Ci sono cose che sfuggono al nostro controllo, questo forse dobbiamo imparare, e il virus adesso ce lo sta insegnando. Gli esseri umani pensano di poter dominare tutto ma è sempre e solo la potenza della natura a rimettere le cose al suo posto gerarchicamente ricordandoci che siamo abbastanza insignificanti, ma soprattutto mortali. Sorprende come la nostra razza s’impegni ardentemente ad arginare tutto ciò che non dipende direttamente da lei, mentre non ha nessuna voglia di fermare la distruzione che perpetua proprio con le sue mani.
A Camogli il tempo si è fermato, anche se la barista è impegnata a distanziare ben bene i tavoli tra di loro, almeno un metro, mentre la focacceria ti lascia fuori in fila, perché se dentro ci sono due persone insieme e passano i controlli poi arriva la multa. Lo starnuto di un cane seduto per terra affianco a me mi strappa un sorriso, almeno lui è ancora libero di farlo pubblicamente senza doversene troppo preoccupare.
“Sei credente? Se ci credi allora prega, perché i miracoli possono sempre accadere”, mi disse un medico molti anni fa, quando la medicina aveva esaurito il suo compito con mia madre.
Ovviamente io non l’ho fatto, e ovviamente le preghiere non ci salveranno dal coronavirus.
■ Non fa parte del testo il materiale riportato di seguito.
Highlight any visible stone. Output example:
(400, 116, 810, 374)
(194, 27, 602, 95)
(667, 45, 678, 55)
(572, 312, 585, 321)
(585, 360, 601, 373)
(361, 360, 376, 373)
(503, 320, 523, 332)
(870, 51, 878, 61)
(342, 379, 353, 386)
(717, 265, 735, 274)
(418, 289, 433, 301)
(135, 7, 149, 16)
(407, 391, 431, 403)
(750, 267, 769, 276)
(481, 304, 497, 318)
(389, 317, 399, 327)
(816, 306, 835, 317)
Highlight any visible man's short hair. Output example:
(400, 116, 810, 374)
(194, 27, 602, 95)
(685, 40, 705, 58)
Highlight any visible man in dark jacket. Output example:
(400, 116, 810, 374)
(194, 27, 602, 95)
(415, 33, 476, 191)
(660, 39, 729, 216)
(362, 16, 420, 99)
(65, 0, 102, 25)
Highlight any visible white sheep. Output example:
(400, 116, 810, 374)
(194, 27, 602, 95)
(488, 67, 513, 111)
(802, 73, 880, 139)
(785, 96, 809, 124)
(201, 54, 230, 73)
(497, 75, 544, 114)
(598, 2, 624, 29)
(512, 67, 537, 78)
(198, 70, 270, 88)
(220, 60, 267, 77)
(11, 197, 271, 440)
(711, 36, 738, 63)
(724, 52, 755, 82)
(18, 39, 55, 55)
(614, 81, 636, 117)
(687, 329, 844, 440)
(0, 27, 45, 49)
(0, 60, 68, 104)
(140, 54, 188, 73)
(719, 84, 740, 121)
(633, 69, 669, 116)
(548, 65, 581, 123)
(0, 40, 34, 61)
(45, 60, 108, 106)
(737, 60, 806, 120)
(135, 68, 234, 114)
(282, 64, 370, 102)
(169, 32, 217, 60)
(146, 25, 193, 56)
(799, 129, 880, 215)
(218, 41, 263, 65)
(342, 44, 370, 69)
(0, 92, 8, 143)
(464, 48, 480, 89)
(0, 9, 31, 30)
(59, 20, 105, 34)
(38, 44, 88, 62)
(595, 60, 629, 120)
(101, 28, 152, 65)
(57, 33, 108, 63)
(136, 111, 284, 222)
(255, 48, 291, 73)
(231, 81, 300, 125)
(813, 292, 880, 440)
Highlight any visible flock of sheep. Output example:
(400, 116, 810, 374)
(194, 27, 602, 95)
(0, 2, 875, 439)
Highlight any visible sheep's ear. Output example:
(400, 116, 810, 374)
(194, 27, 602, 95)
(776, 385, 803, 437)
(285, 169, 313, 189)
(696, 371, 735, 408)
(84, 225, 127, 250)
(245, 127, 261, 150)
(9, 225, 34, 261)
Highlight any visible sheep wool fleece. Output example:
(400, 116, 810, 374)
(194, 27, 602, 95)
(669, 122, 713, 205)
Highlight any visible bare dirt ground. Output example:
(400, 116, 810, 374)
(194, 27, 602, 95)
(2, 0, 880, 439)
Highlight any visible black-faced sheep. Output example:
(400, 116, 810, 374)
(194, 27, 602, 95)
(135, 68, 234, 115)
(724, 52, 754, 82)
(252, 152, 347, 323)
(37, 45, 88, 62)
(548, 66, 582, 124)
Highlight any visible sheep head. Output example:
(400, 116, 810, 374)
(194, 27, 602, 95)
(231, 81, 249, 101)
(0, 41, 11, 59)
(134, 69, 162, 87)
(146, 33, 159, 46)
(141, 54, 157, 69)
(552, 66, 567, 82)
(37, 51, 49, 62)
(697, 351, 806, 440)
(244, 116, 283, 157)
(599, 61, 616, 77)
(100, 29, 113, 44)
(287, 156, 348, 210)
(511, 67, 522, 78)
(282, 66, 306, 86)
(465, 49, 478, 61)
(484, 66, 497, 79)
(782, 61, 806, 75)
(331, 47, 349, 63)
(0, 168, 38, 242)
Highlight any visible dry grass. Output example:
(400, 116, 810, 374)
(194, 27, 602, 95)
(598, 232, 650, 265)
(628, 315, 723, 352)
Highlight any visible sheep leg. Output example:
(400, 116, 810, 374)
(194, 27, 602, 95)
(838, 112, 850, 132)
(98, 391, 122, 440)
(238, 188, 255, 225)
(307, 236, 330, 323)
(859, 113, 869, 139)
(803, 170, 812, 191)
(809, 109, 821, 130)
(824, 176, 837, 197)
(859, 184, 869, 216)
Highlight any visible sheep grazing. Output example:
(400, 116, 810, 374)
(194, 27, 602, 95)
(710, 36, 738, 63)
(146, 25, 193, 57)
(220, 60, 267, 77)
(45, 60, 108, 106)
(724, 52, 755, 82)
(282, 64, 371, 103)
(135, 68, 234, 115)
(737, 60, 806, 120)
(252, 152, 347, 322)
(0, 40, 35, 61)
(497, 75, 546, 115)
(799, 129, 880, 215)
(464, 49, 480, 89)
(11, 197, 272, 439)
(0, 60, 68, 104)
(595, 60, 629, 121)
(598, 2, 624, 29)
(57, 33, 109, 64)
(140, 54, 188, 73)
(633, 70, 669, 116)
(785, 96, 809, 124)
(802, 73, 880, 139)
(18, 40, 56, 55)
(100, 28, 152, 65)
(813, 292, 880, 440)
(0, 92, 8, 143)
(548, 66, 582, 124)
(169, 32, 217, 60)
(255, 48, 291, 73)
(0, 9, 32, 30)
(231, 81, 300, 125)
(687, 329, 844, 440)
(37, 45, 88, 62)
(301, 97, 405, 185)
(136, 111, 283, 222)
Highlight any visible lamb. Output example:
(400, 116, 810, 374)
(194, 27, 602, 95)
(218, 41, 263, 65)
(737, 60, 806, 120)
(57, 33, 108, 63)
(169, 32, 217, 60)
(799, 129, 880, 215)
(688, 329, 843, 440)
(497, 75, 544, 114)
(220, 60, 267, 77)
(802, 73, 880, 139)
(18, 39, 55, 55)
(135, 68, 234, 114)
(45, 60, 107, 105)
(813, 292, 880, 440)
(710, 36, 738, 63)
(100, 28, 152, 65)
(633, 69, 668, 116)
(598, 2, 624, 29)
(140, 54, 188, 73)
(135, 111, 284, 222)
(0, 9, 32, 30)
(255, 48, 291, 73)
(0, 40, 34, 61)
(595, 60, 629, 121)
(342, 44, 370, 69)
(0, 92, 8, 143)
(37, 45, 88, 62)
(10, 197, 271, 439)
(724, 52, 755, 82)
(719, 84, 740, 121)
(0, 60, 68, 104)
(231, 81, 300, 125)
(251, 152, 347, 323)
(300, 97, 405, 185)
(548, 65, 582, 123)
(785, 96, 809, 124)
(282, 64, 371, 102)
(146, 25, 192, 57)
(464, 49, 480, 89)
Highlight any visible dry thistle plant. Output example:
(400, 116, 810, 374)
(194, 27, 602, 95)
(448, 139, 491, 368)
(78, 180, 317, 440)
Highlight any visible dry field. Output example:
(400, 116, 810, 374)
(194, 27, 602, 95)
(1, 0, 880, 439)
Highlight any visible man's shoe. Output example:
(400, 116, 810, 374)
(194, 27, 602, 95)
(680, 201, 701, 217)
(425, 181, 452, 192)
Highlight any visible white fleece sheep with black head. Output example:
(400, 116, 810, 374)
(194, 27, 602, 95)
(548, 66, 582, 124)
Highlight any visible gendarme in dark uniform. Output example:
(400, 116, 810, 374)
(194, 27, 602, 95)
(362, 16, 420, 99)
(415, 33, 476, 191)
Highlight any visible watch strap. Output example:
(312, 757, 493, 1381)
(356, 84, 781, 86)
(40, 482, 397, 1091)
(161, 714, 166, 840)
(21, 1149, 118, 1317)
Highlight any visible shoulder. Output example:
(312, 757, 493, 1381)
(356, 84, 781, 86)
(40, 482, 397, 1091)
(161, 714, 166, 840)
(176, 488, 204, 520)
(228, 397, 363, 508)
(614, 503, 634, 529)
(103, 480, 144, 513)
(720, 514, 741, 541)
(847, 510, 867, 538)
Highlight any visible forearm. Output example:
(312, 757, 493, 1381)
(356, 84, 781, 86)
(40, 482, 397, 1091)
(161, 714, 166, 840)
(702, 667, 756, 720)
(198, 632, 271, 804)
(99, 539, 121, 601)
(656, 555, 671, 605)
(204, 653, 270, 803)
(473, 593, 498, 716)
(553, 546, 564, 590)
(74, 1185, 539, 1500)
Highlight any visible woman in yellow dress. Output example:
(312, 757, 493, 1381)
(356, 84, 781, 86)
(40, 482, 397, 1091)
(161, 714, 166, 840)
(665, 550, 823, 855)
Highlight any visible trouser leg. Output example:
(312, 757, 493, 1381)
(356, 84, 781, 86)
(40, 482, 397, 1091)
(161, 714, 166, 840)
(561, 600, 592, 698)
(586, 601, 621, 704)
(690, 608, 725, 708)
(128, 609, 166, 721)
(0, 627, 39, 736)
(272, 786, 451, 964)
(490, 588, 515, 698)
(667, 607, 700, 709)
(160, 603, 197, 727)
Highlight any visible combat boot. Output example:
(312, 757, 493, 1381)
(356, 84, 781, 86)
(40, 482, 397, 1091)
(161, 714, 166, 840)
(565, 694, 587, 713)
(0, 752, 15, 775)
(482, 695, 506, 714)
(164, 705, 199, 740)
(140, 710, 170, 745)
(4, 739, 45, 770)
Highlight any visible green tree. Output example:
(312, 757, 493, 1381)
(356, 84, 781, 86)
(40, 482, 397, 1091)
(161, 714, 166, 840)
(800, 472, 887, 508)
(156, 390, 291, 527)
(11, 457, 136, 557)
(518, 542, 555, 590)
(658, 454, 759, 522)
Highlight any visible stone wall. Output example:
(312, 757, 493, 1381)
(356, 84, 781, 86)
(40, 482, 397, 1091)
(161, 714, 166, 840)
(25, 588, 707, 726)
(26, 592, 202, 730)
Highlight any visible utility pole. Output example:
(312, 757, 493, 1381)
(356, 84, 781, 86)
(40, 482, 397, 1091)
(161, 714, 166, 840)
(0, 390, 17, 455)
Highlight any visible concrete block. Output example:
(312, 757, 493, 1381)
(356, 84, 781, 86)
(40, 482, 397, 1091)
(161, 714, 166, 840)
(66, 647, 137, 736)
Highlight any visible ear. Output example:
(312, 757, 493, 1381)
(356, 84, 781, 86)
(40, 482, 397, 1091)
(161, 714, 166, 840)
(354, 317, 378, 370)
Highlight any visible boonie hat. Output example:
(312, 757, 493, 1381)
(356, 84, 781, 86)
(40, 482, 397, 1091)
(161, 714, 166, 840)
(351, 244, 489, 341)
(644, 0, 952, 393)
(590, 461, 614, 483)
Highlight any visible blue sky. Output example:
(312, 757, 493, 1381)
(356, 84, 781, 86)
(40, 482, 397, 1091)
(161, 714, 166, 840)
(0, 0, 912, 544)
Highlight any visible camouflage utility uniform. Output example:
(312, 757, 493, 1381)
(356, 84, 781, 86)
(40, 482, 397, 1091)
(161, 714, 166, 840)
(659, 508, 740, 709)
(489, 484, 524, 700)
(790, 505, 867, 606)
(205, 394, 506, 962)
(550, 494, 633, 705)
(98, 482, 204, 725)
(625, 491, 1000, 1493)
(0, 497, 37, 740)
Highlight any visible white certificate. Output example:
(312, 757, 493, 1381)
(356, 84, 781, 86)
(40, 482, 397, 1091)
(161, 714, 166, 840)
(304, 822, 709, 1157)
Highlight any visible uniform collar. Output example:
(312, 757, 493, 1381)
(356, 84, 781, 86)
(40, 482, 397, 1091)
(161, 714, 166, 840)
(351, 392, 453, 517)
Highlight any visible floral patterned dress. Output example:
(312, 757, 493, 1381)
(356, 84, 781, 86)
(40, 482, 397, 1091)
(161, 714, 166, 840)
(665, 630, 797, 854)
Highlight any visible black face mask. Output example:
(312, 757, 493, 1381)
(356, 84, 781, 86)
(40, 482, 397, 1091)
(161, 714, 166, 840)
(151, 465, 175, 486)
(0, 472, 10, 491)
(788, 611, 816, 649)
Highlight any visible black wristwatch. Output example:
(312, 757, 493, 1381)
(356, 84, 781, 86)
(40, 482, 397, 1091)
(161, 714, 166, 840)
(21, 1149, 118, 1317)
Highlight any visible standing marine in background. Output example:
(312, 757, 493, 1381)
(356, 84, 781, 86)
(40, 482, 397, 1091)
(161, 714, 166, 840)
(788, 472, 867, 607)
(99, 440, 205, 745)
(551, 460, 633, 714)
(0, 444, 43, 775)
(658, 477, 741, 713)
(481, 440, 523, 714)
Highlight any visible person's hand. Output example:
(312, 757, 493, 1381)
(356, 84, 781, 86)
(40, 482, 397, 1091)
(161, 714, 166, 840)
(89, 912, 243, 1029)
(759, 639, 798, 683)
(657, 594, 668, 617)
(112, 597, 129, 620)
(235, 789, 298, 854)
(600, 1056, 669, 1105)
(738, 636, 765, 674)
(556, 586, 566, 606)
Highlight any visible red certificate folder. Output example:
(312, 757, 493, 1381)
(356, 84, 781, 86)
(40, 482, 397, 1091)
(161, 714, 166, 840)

Ma forse credere che questa cosa prima o poi passerà, può fortificarci. La fiducia nel fatto che questa cosa detterà un cambiamento, un miglioramento, deve motivarci.
La paura dall’Esselunga milanese al supermercato australiano ha dimostrato ancora una volta che siamo tutti uguali e fragili, e alla fine anche i temibili incendi australiani si sono spenti da soli dopo mesi. Serve pazienza, pensavo lavandomi ferocemente le mani appena rientrata nel mio appartamento milanese per poi chiudere la porta. Bisogna stare a casa, è doveroso farlo adesso per il bene di tutti.